Their handling is ‘solid’, requiring the pupil to make deliberate control movements to aid their development of the required control co-ordination skills. In steady flight they will benefit from more subtle, but still co-ordinated, control movements to maintain smooth flight.
Equipped with three wheels, which are fixed in the ‘undercarriage down’ position, these gliders can be identified as “trainers”. It all helps with those early landings! Further clues are the powerful airbrakes for controlled descents, and the lack of flaps, matching them to the gliders that will be flown by the early ‘solo’ pilot gliders.
Schleicher ASK 13
Or K13 for short. This is an incredibly popular training glider, of which more than 700 were made. Constructed of a steel tubing framework, and covered in plywood, fibreglass and fabric, the K13 is reliable and robust.
Their handling is predictable, always responding as expected, with easy recovery from stalls and other out of position scenarios. The cockpit is roomy, allowing for those extra few layers on a winter’s day. The K13 has quite an upright seating position, lending the air of gentlemen’s carriage rather than speed machine – you’ll find yourself more prone in the Puchacz.
Their docile handling and slow flight makes them well suited to flights ranging from early training, through the first solos and on to lazy days floating in our ridge, wave or thermal lift.
Slingsby T.21
Reminscent of a flying barge, the T21 will be familiar to many an Air Cadet from the 1960s and 70s. Very slow flying and arranged in an open cockpit side-by-side seating pattern, they are a sociable and relaxed way to fly.
Less often used for tuition, many are now being restored for the pleasure of their simple flying and feel for the air. On a thermic day, the barge will stay aloft until it is time for tea and cakes.
Our T21 is known at the ‘Ken Hardy’ in honour of the gentleman who performed much of the restoration.
Single seaters
Derbyshire & Lancashire Gliding Club owns and operates four single seater gliders – two each of the K8 and K18 types. These gliders come from the same stable as the K13, so there is a natrual progression from one to the next.

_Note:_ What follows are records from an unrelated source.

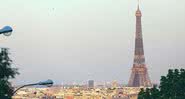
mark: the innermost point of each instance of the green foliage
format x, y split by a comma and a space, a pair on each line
6, 73
172, 86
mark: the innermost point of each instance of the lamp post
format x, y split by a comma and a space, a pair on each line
7, 31
48, 83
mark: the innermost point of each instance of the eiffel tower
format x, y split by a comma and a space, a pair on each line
139, 76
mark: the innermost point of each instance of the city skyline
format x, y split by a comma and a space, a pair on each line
81, 40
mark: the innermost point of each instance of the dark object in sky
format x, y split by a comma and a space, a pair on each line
7, 30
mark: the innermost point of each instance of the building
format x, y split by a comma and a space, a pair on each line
91, 84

They are well suited to early pilots, all the way up to Silver height, and the K18 especially for the Silver distance and endurance flights. We have found over the years that they are very well suited to early forays ‘local flying’ in and around the Peak District.
Schleicher Ka 8
We have two K8 gliders, one fitted with a conventional perspex bubble canopy, and the other with an open ‘cabriolet’ variant. The former is comfortable if a litle drafty by modern standards. The latter requires goggles and Biggles style headgear. It doesn’t half put you in touch with flying ‘old-school’, and is very popular in summer. Fortunately, we can revert to the normal enclosed bubble when we need to.

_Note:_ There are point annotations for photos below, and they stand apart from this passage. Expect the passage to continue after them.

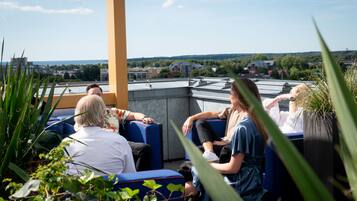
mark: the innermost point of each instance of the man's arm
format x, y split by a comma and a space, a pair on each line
232, 167
187, 126
140, 117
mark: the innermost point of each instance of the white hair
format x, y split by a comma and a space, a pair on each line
91, 111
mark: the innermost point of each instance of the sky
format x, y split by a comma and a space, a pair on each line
77, 29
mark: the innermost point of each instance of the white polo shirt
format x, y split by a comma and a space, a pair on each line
101, 149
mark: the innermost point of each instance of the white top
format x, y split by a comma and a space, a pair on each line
288, 122
102, 149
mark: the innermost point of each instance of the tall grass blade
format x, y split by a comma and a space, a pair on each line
306, 180
213, 182
20, 172
345, 108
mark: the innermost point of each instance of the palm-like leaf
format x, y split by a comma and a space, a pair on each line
213, 182
346, 110
306, 180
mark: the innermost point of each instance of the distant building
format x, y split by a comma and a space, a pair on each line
70, 73
253, 66
20, 61
184, 67
103, 74
139, 73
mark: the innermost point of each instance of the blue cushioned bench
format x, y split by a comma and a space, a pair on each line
275, 177
138, 132
135, 131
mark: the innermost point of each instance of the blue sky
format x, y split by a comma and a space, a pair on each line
76, 29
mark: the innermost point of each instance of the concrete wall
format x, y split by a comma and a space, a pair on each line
177, 104
164, 105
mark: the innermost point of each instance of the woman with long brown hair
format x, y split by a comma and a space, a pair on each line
244, 169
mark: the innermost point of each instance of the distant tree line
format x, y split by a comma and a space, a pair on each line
295, 66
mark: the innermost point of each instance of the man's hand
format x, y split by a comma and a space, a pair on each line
284, 97
148, 120
187, 126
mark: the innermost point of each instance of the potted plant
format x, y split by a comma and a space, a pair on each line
321, 133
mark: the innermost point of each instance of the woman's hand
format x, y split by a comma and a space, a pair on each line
148, 120
187, 126
284, 97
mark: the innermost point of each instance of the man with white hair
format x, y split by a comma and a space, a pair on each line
115, 117
94, 146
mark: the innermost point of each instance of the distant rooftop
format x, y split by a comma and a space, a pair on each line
268, 87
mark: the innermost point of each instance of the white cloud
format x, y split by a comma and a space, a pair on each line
168, 3
37, 8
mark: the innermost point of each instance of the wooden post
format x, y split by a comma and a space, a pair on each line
117, 58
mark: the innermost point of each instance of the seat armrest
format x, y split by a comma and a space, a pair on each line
151, 134
163, 177
218, 127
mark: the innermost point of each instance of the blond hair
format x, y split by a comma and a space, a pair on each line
91, 111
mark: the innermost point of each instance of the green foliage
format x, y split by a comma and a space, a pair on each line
23, 117
306, 180
213, 182
89, 73
51, 181
343, 98
319, 99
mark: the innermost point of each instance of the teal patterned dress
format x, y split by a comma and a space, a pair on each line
248, 180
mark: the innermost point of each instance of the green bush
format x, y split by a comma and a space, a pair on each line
23, 117
50, 181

The Ka 8 is very similar to the K13, essentially being a single seater variant. Hence it is the glider our new soloists fly after their two-seater solo. It is easy to handle, and talks to you if you’re not quite coordinated. Short landings are the norm, so there’s always room to get back onto the airfield, building pilots’ confidence with each flight. Experienced pilots will often opt for the K8 for its ability to out-climb almost anything in light thermals.
Schleicher ASK 18
We operate two ASK 18s for the intermediate solo pilots. The “K18” is arguably the ultimate in so called wooden gliders, being the last such construction to be designed and built by Schleichers. Overlapping the newer fibreglass gliders in construction eras, it wasn’t built in large numbers, so we are fortunate to have two such fine examples.
They are docile, communicative and safe to handle for new pilots, yet have more performance than the K8. They are able to penetrate into wind, and climb well. With a low stall speed and high wings, they are suited to landing out and facilitate accurate landings. These gliders tend to be the pick of the keen Peaks explorer.